I leaned back into the car. Sam looked away from me for a couple of seconds before he turned back. “I know you expect me to find a way to help you. But I can’t. There’s no hook for me. There has to be something I can grab on to.”

“I don’t especially want anything to do with this either, Sam. Since the day that Mallory fell off the face of the earth I’ve tried like hell to make this leave me alone. But it keeps tracking me down. From my point of view, you get close enough to this thing and you’ll find it has as many hooks as a square foot of Velcro.”

I slammed the door shut and he drove off.

34

The clock read just shy of 8:30 when I walked in the front door of my house. Emily greeted me exuberantly, but I found my other two girls sound asleep in the master bedroom curled into the familiar big spoon/ little spoon configuration. They were surrounded by that night’s bedtime books and Grace’s favorite stuffed animals. Our not-so-stuffed poodle, Anvil, was curled into a tight ball at Grace’s knees.

I was feeling remorse that I’d been missing out on the bedtime ritual so often.

Sound asleep at Grace’s bedtime was a little early, even for Lauren, but the energy depletion that she suffered as a result of multiple sclerosis wasn’t always easy to predict. If you asked her on a day when she wasn’t suffering any of the acute effects of one of the disease’s myriad symptoms, she’d tell you that what she hated most about the illness was that it made her days so much shorter. As each successive year took its toll, Lauren had fewer good hours, fewer strong hours, fewer waking hours, fewer hours when pain or weakness didn’t drive her to bed. Ask her what she’d most like to change about having MS, and she’d tell you she wished her days were longer. She’d tell you that on most days her energy lasts about as long as daylight endures on a December day in Anchorage.

This had apparently been one of those Yukon days. That’s what she called them. I’d call her from work and find her at her desk at the DA’s office. I’d ask how she was doing. Too often she’d say, “You know, babe. It’s a Yukon day.”

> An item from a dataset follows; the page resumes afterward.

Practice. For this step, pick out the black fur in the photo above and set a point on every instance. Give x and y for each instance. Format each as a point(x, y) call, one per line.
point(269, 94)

I rearranged the comforter so that it provided some cover for both mother and daughter, kissed the tops of their heads, lifted Anvil from the sheets, and led the dogs outside to pee. Once the odd canine couple had done their thing and our little parade was safely inside the house, I checked for a message from Raoul or, even better, Diane.

Nothing.

I scrambled a couple of eggs, folded them into some honey wheat toast, and carried my plate into the living room. I ate standing up at the big windows that faced down into Boulder, trying to spot the house where Jenifer Donald was visiting her grandparents, trying to spot the overpriced house with the water park up near the foothills on Twelfth, trying to spot the small house on Broadway where Hannah Grant had died.